Rationale: The five rights of delegation provide a framework for safe delegation:
right task, right circumstances, right person, right direction/communication, and right
supervision/evaluation. Delegation never transfers accountability from the RN.


Question 8
A charge nurse is observing a newly licensed nurse provide care for a client on
contact precautions. Which action requires the charge nurse to intervene?

• A) Wearing a gown and gloves before entering the room
• B) Placing a “Contact Precautions” sign on the client’s door
• C) Removing gloves after touching the client and before leaving the
room, without performing hand hygiene afterward
• D) Using the client’s designated blood pressure cuff and stethoscope

Rationale: Hand hygiene must always be performed immediately after removing
gloves because gloves can have micro-tears that allow contamination.
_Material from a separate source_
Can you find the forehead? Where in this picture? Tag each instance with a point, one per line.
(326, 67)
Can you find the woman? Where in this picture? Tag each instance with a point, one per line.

Failing to
perform hand hygiene after glove removal is a breach of infection control standards.


Question 9
A nurse is planning care for a client who has a new diagnosis of hypertension. The
nurse knows that which of the following is the priority action?

• A) Schedule a follow-up appointment with the primary care provider
• B) Assess the client’s blood pressure and vital signs
• C) Provide education on the DASH diet
• D) Discuss the side effects of antihypertensive medications

Rationale: Using the ABCs (Airway, Breathing, Circulation) and Maslow’s hierarchy,
assessment of the client’s vital signs — especially blood pressure — is the priority
before any teaching or follow-up planning can occur.